A titre d’exemple, l’étude de trois dimensions du corps permet de soutenir cette analyse.
Le corps comme gène
Si l’on adopte un point de vue « biologique », la famille, dans sa dimension « filiation », se transmet et se reproduit par les gènes. Dans quelle mesure toutefois cette dimension génétique fait-elle famille ? Dans les droits européens par exemple, les différences sont marquées : le droit allemand permet d’établir une filiation ou de modifier une filiation sur présentation d’une simple « preuve » génétique ; le droit français en revanche fait primer – ou tout du moins considère également fortement – la notion d’engagement initial que constituent le mariage (avec la présomption de paternité), la reconnaissance et la possession d’état. En bref, dans le droit français, une filiation ne peut être établie sur présentation de tests génétiques, surtout si cet établissement « casse » une filiation antérieure, que dans des conditions fortement encadrées (demande de test par le juge, délais, etc.).
Dans l’imaginaire, aussi, cette notion de gène fait sens. Elle remplace la notion de « sang » (« être du même sang » ; rappelons d’ailleurs que « parents de sang » est toujours une notion du Code civil français). En France, des familles qui valorisent fortement dans la filiation la notion d’engagement initial, d’éducation, etc. ne négligent pas pour autant cette dimension génétique. Par exemple, des parents qui s’engagent dans un processus d’assistance médicale à la procréation (AMP) avec donneur, demandent couramment pour le second enfant le même donneur que pour le premier (demande qui n’est pas satisfaite dans le droit français), afin que leurs enfants soient ainsi plus « frères » et « sœurs ». Des enfants issus de ces AMP réclament également un accès à leurs origines puisque, entre autres, ils craignent d’avoir des relations sexuelles et affectives avec de potentiels frères et sœurs génétiques. La notion d’inceste, dans les esprits, n’est donc pas que sociale et anthropologique ; elle est aussi génétique.
Le corps comme sexe
Les études de genre ont permis une grande avancée dans la réflexion sur le corps.

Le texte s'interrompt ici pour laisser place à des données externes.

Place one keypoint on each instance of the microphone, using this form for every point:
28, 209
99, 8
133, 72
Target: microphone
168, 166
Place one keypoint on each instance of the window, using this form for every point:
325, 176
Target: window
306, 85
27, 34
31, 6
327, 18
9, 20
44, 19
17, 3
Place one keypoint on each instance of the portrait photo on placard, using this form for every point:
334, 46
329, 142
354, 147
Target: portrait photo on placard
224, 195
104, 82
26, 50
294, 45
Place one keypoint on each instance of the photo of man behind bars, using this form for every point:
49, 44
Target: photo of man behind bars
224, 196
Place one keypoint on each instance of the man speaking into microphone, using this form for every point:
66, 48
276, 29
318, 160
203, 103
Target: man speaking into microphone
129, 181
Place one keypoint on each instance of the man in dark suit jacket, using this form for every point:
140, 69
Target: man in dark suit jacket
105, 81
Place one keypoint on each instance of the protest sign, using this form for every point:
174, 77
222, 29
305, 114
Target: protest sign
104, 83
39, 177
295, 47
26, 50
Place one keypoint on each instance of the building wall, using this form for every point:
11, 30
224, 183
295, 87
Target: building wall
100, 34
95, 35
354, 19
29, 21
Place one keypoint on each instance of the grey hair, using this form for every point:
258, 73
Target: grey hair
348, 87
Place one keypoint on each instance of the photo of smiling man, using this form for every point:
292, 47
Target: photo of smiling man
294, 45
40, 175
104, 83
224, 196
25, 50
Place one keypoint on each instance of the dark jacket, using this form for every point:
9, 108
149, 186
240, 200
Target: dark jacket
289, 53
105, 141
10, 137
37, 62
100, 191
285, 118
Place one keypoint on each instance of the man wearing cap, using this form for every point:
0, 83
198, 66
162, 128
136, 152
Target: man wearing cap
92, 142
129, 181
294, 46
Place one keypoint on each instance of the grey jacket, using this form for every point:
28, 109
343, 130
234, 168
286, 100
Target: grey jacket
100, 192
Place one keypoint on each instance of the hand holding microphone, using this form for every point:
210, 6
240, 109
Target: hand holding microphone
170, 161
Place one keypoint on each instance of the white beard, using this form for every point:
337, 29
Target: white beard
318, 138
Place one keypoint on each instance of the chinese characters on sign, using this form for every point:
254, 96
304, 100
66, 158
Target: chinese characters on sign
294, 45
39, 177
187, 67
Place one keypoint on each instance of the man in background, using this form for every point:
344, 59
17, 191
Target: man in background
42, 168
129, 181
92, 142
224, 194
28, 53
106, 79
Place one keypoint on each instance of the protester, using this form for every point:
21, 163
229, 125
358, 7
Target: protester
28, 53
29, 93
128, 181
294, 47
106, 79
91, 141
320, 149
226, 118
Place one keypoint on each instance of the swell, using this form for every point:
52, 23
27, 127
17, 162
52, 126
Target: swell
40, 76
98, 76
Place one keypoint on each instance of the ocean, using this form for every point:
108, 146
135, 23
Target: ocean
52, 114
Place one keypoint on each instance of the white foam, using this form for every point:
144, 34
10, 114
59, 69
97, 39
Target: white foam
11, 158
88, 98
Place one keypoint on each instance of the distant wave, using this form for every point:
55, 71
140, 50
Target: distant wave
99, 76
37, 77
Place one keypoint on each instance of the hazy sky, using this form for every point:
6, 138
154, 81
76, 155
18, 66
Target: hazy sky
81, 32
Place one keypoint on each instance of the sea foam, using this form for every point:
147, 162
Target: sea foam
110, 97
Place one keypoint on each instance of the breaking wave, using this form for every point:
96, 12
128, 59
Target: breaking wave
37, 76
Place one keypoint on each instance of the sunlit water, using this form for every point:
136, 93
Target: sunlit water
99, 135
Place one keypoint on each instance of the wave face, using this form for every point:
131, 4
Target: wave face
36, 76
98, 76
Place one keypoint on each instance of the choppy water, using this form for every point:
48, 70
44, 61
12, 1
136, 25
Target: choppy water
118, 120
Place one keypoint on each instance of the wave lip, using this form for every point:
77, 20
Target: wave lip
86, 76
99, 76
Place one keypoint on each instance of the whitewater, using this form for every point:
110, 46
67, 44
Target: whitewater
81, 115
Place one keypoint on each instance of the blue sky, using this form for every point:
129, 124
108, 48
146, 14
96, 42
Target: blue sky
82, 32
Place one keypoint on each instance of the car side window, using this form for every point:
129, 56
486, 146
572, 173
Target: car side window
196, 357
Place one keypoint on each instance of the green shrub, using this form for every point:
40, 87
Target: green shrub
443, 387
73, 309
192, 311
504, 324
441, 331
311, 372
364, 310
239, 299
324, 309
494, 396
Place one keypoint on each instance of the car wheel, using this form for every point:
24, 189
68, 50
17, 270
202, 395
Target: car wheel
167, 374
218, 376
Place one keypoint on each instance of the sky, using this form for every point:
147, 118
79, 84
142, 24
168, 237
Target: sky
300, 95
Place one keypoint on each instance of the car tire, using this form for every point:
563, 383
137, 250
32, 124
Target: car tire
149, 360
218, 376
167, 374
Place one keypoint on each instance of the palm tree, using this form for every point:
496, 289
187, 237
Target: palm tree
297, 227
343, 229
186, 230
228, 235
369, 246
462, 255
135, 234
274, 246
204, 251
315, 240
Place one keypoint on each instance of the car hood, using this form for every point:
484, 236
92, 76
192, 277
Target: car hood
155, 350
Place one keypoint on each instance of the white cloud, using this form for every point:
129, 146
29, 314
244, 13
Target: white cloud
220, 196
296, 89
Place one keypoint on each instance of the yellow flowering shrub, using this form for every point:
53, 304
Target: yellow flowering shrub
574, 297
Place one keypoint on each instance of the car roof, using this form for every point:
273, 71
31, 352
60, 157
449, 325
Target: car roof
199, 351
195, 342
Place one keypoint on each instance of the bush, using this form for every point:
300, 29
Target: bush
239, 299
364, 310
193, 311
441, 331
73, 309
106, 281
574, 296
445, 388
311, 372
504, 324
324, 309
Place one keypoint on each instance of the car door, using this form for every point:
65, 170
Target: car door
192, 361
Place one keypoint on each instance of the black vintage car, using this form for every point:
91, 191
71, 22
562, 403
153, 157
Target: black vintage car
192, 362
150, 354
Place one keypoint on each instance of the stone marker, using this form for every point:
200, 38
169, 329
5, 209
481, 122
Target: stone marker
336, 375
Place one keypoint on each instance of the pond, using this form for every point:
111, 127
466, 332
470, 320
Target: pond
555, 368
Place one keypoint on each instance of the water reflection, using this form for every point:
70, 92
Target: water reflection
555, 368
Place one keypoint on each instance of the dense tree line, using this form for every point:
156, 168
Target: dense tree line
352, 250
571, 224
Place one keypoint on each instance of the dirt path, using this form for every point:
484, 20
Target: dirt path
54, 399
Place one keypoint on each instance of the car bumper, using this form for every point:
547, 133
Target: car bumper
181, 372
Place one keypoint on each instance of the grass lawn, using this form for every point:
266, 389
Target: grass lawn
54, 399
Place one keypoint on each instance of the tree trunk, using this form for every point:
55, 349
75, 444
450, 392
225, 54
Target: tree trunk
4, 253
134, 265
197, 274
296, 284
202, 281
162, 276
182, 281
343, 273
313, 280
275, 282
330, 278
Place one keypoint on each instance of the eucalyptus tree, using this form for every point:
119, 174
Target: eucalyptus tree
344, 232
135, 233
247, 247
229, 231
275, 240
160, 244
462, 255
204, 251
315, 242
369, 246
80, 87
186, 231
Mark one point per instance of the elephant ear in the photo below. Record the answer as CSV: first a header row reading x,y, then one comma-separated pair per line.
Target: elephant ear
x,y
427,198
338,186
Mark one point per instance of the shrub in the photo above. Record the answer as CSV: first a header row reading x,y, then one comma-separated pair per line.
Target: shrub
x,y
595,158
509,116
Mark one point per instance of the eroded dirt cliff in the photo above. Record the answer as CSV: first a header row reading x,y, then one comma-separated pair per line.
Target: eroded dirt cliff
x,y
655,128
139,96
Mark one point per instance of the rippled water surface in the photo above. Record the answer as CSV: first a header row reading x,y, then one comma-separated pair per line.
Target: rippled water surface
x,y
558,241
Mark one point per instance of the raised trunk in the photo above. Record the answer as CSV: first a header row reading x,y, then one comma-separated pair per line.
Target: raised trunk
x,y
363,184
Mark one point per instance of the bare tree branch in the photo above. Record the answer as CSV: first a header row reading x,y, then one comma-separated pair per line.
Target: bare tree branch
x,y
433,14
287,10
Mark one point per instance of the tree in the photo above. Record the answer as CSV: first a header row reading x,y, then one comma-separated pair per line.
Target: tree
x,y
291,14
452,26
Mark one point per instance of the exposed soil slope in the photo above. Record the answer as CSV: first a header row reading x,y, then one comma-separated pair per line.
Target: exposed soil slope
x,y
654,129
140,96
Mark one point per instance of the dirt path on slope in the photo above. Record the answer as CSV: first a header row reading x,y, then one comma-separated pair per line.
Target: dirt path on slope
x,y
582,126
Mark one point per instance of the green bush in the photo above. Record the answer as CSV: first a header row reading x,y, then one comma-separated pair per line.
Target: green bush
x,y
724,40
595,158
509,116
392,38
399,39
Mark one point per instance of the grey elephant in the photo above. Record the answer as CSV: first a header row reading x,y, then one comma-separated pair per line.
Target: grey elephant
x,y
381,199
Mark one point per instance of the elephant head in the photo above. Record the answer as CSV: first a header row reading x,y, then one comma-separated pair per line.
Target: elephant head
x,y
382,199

Elles dévoilent notamment tous les processus de construction sociale d’une distinction entre les sexes. Etre homme et femme n’est pas qu’une « donnée naturelle », physique, c’est aussi – et avant tout ? – une construction sociale et culturelle. « On ne naît pas femme, on le devient » affirmait Simone de Beauvoir…
Parallèlement, cette dimension « sexe » demeure. La distinction sexuelle fait toujours sens, notamment dans le domaine de la famille. Comme le gène, le sexe fait famille ; à l’inverse, la famille contribue fortement aux distinctions de genre.
L’identité repose toujours, dans la plupart des pays, sur cette distinction de sexe. Dans les états-civils ou les documents d’identité, le sexe est toujours indiqué. Dans le domaine familial, ces pays distinguent aussi souvent le père de la mère, y compris dans le registre fondateur de l’identité, l’état-civil. De rares pays ont aboli cette distinction, pour la remplacer par le terme générique et asexué de « parent » (par exemple en Espagne). De nombreux pays distinguent également les sexes dans les formes juridiques d’union, notamment du mariage. La distinction de sexe marque donc toujours le droit de la famille, dans son volet « union » comme dans son volet « filiation ».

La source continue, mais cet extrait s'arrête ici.